Using SIMD with hardware threads?

I was wondering if it is possible to combine HT with SIMD.

They are different types of parallelism, (instruction vs. data) so it sounds theoretically possible. Would there be any optimization advantage to doing this?
In theory, as long as the SIMD unit executes only one hyperthread's stuff at a time it'll be as fast as a thread running on a separate core. And since the code always contains other instructions too, it's quite likely the SIMD unit isn't busy 100% of the time from a single hyperthread. The devil is in the details, as in which exact bits can be shared between hyperthreads..

In any case, you'll definitely be faster using SIMD instructions than not.

Edited by Jari Komppa on
You can look at this a lot like the port pressure stuff we were doing with IACA. With HyperThreads, you're trying to combine code where one thread can fill the unblocked ports on a cycle where the other thread has no instructions for those ports, if that makes sense.

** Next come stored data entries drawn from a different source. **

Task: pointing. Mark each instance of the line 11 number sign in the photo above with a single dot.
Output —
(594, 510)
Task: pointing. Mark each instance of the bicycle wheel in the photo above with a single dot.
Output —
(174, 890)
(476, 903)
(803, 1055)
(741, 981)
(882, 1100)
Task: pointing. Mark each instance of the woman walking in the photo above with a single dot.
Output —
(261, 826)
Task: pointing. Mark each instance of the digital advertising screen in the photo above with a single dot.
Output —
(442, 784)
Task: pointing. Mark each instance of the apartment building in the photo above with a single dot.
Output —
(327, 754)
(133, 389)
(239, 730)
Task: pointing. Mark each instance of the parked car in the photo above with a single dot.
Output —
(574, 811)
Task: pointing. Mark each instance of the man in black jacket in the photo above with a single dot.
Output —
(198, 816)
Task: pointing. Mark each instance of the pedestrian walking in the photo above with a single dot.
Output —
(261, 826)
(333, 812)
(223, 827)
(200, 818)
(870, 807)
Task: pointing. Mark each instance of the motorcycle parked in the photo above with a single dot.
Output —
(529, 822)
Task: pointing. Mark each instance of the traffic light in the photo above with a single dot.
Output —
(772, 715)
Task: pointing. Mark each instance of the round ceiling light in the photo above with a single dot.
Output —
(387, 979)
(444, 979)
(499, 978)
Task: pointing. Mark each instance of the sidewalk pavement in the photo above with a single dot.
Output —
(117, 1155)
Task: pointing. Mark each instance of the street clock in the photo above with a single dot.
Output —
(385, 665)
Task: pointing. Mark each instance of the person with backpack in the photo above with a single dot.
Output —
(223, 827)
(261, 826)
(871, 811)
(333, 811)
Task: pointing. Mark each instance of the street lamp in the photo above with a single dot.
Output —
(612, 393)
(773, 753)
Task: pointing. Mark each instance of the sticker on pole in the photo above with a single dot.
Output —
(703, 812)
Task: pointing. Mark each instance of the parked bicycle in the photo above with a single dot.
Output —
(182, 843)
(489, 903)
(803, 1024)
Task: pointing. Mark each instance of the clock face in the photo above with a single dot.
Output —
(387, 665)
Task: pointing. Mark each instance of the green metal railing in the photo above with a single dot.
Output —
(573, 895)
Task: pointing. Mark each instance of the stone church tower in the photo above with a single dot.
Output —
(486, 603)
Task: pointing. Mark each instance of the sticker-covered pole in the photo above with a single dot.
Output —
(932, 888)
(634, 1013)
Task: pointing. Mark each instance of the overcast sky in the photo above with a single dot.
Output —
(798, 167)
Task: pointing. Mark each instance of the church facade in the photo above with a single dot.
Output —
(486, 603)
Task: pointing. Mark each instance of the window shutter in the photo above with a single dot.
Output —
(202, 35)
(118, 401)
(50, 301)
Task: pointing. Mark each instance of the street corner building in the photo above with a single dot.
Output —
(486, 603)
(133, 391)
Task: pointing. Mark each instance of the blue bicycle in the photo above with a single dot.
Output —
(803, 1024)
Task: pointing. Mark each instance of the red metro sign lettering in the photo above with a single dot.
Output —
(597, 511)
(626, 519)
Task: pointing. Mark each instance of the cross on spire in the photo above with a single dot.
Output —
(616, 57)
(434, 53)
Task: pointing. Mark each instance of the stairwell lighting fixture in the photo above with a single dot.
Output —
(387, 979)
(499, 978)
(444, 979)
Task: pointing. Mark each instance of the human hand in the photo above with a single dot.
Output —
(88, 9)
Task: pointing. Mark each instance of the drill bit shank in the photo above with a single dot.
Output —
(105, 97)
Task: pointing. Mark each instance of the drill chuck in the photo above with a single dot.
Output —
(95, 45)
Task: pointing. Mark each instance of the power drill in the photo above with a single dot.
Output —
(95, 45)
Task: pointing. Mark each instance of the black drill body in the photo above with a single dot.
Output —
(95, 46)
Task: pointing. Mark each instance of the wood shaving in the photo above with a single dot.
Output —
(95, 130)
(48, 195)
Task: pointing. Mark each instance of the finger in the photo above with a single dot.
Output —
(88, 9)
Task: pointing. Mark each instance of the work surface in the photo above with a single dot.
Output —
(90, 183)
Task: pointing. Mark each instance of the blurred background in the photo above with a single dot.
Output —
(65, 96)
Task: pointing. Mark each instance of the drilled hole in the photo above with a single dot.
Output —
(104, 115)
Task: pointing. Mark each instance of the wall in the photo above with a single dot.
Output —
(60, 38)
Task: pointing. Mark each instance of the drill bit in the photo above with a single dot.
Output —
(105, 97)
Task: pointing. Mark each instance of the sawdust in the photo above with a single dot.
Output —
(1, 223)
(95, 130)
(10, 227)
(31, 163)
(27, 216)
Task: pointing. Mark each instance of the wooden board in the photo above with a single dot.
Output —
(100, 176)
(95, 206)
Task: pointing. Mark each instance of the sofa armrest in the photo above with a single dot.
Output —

There is no such thing as "the SIMD unit", as the different types of operations SIMD performs on x64 are actually done on _different units_. So it's also important to know which port (unit) you are blocked on, etc., and whether you are waiting on memory, etc. IACA can help here, as can looking at a profile of your cache misses and so on (we'll be doing more of that later on in HH).

- Casey
You're right of course. If the hardware resource doing SIMD operation X is busy, the other hyperthread can't use it at the same time (except, of course, if said core happens to have two or more of said hardware resource). I don't know how how highly granular the different resources are, and that will probably also vary from one chip to another.

..but you're still better off trying to use them than not =)
I was under the impression there was more than 1 SIMD register set you could work with. If you could pin HTs to discrete sets of SIMD registers you could combine the two techniques for a kind of double whammy speed increase.

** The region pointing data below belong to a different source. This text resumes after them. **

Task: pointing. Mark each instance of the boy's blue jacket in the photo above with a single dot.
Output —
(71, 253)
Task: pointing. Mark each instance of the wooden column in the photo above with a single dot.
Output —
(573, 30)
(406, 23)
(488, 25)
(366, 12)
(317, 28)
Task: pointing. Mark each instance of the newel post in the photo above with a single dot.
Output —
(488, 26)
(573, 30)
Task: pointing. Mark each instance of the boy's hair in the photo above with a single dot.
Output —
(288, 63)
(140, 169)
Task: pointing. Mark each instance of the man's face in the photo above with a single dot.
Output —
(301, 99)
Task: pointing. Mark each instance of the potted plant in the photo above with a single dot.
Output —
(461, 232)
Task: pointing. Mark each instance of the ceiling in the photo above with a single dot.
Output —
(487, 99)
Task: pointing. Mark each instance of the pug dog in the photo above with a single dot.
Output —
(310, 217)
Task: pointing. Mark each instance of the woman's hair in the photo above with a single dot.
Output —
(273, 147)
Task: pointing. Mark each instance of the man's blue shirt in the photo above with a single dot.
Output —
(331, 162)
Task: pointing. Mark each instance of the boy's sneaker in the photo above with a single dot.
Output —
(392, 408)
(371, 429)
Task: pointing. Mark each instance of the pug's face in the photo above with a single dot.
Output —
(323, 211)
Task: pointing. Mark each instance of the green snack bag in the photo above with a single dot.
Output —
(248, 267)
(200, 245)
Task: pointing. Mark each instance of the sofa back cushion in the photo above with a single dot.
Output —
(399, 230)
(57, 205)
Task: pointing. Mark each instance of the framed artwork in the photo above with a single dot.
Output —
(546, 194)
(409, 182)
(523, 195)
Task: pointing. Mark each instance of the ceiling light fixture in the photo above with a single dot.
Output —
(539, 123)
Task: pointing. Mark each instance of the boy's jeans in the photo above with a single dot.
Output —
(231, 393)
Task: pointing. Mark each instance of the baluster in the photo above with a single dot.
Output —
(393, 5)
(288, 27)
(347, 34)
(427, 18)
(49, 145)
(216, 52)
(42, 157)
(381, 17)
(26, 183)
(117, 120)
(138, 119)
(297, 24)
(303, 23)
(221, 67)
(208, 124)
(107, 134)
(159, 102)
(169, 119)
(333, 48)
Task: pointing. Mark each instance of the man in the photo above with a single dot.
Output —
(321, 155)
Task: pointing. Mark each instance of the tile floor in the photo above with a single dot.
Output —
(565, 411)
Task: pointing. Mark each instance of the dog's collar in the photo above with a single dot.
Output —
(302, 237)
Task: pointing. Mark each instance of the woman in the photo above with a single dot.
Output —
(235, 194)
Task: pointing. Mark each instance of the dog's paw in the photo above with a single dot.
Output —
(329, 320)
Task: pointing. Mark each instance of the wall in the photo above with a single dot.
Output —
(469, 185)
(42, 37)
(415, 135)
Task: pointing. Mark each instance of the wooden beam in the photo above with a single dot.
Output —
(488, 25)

Also, what is IACA? I got in on Day 90, so I think I'm missing something here.
The problem is not the register file, it's the work units. For example, the CPU that we're using on stream has only 1 SIMD multiply unit. So if both hyperthreads were exclusively doing long strings of multiplications, you would literally get no speed increase from hyperthreading, because both threads would just sit there fighting over who gets to issue a multiple to the SIMD multiply unit.

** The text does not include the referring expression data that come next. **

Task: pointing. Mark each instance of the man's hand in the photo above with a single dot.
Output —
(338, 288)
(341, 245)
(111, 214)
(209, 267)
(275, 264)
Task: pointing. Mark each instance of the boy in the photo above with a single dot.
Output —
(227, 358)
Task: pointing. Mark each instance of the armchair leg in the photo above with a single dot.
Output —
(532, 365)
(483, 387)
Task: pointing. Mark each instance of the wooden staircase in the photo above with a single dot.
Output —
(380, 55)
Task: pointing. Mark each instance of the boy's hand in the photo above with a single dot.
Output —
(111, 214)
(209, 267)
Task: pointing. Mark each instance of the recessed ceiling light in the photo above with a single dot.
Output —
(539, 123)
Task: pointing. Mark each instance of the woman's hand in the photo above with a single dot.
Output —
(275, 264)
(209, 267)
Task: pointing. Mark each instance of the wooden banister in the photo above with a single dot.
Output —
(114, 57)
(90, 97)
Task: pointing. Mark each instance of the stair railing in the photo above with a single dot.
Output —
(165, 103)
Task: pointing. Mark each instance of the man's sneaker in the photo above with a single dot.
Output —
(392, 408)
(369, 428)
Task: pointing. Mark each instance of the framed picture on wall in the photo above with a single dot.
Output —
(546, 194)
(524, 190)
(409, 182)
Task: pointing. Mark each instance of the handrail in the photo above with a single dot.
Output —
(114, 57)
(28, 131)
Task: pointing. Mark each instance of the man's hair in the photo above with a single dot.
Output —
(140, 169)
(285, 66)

However, the SIMD shift unit, for example, is in a different work unit, so if one hyperthread were doing all shifts and the other hyperthread were doing all multiplies, then you would get a 2x speed increase, because they would not contend with each other at all.

Does that make sense?

So the entire thing comes down to whether or not a single thread executing on the core has any stalls, either due to memory latency or execution port contention, and whether or not you can put a second thread on that core that will be able to fill in those stalls with instructions that themselves are not blocking on the same resources.

- Casey
OK, I see now. You're talking about the underlying contention for hardware resources between hardware threads on a single core, which completely makes sense.

Using hardware threads on different cores then might make better sense for something like this.

It totally makes sense that if Hyperthreads were used this way, they would have to work on some different SIMD operation that uses some other hardware unit on the core.
Allan Bowhill
It totally makes sense that if Hyperthreads were used this way, they would have to work on some different SIMD operation that uses some other hardware unit on the core.

Or some completely different operation altogether. And if the smart guys who design CPUs see from statistics that some operation is used a lot, they may add another copy of that in a future CPU, which is much cheaper than adding another complete core.
Another approach would be to simply split a string of SIMD operations into two approximately-same sized bundles, A and B, and let the threads operate on those bundles in sequence, like a 2 stage pipeline.

Let the hardware resource collisions occur where they may, as it can do no harm. Even if resource contention does cause some kind of delay, just subtract it from the efficiency gained from the parallelism, and you would probably still come out ahead.

Does that even sound realistic?